Look at graph "Malicious use cases", deception is fastest to be elicited. Also note that x-axis is in-log scale, so generally deception-jailbreaking is approximately 30% faster.

https://arxiv.org/abs/2311.12786

(i) fine-tuning rarely alters the underlying model capabilities; (ii) a minimal transformation, which we call a 'wrapper', is typically learned on top of the underlying model capabilities, creating the illusion that they have been modified; and (iii) further fine-tuning on a task where such hidden capabilities are relevant leads to sample-efficient 'revival' of the capability

I think this supports my hypothesis that RLHF is "reweighting" of existing algorithms instead of writing algorithms into network from scratch. (If somebody finds similar paper on RLHF it would be great.)

Sooooo what does it say about RLHF incentivizing power-seeking?

It depends on:

Whether base model has power-seeking algorithms
Whether it is likely for power-seeking algorithms to contribute to "correct" answers in RLHF-finetuning

What excellent questions, I hope interpretability will help us answer them.

And, as Chris_Leong noted, it is unlikely that many details of current RLHF will still be here during training of superintelligences.

Replies from: tailcalled

↑ comment by tailcalled · 2024-06-11T08:47:45.747Z · LW(p) · GW(p)

I can agree with "RLHF doesn't robustly disincentivize misaligned powerseeking that has occurred through other means" (I would expect it often does but often doesn't). Separately from all this, I'm not so worried about LLMs because their method of gaining capabilities is based on imitation learning, but if you are more worried about imitation learning than I am or people start gaining more capabilities from "real agency" then I'd say my post doesn't disprove the possibility of misaligned powerseeking, only arguing that it's not what RLHF favors.

Replies from: quetzal_rainbow

↑ comment by quetzal_rainbow · 2024-06-11T09:06:17.766Z · LW(p) · GW(p)

My point is that RLHF incentivizes all sorts of tnings and these things depend on content of trained model, not on what RLHF is.

Replies from: tailcalled

↑ comment by tailcalled · 2024-06-11T09:17:32.910Z · LW(p) · GW(p)

It depends on both.

comment by cubefox · 2024-06-11T08:30:39.985Z · LW(p) · GW(p)

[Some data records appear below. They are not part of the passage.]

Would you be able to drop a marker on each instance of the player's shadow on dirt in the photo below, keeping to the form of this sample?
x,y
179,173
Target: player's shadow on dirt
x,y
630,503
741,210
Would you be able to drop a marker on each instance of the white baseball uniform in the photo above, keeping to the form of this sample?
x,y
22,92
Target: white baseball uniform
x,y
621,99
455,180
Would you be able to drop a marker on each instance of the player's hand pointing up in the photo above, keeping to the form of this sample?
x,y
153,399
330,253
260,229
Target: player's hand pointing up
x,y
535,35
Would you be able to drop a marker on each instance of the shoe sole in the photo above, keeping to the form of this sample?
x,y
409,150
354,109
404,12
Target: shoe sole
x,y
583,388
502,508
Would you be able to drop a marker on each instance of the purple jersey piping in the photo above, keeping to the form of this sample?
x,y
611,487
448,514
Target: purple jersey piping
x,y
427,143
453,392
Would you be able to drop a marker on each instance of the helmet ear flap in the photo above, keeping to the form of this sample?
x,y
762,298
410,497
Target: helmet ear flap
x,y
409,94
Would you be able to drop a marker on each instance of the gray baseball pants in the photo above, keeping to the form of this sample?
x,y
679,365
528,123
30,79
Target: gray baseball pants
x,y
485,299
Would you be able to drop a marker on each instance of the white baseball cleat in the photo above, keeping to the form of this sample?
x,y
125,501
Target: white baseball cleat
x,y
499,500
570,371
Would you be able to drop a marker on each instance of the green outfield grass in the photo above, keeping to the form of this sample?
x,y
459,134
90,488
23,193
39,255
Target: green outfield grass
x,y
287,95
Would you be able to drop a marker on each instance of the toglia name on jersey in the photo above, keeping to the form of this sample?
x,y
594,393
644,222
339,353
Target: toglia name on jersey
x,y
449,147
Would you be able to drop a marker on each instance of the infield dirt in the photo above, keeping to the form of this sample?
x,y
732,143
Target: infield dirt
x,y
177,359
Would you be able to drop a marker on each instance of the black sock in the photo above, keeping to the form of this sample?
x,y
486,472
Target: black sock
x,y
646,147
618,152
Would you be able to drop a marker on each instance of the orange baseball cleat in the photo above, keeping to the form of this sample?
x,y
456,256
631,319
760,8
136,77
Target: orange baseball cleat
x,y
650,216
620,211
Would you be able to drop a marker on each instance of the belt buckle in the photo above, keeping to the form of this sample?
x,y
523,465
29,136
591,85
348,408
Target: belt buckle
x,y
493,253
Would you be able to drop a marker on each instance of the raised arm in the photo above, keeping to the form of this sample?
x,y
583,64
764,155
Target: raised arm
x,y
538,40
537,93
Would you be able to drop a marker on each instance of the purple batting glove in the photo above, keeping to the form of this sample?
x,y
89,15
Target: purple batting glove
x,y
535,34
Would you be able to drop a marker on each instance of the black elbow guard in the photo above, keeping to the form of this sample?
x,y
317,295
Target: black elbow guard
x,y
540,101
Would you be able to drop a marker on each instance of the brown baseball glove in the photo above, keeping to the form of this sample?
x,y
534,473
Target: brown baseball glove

As far as I understand, in RLHF, PPO/DPO doesn't directly use preferences from human raters, but instead synthetic preference data generated by a reward model. The reward model in turn is trained on preference data given by actual human raters. The reward model may be misgeneralizing this data, in which case the DPO input may include preferences that humans wouldn't give. Which might change your conclusion.

Replies from: tailcalled

↑ comment by tailcalled · 2024-06-11T08:37:08.976Z · LW(p) · GW(p)

I'd say it adds an extra step of indirection where the causal structure of reality gets "blurred out" by an agent's judgement, and so a reward model strengthens rather than weakens this dynamic?

comment by Chris_Leong · 2024-06-11T05:28:15.590Z · LW(p) · GW(p)

Seems like at some point we’ll need to train on outputs too complex for humans to evaluate, then we’ll end up using training methods based on outcomes in some simulation.

Replies from: tailcalled

↑ comment by tailcalled · 2024-06-11T08:32:06.265Z · LW(p) · GW(p)

I agree. Personally my main takeaway is that it's unwise to extrapolate alignment dynamics from the empirical results of current methods. But this is a somewhat different line of argument which I made in Where do you get your capabilities from? [LW · GW].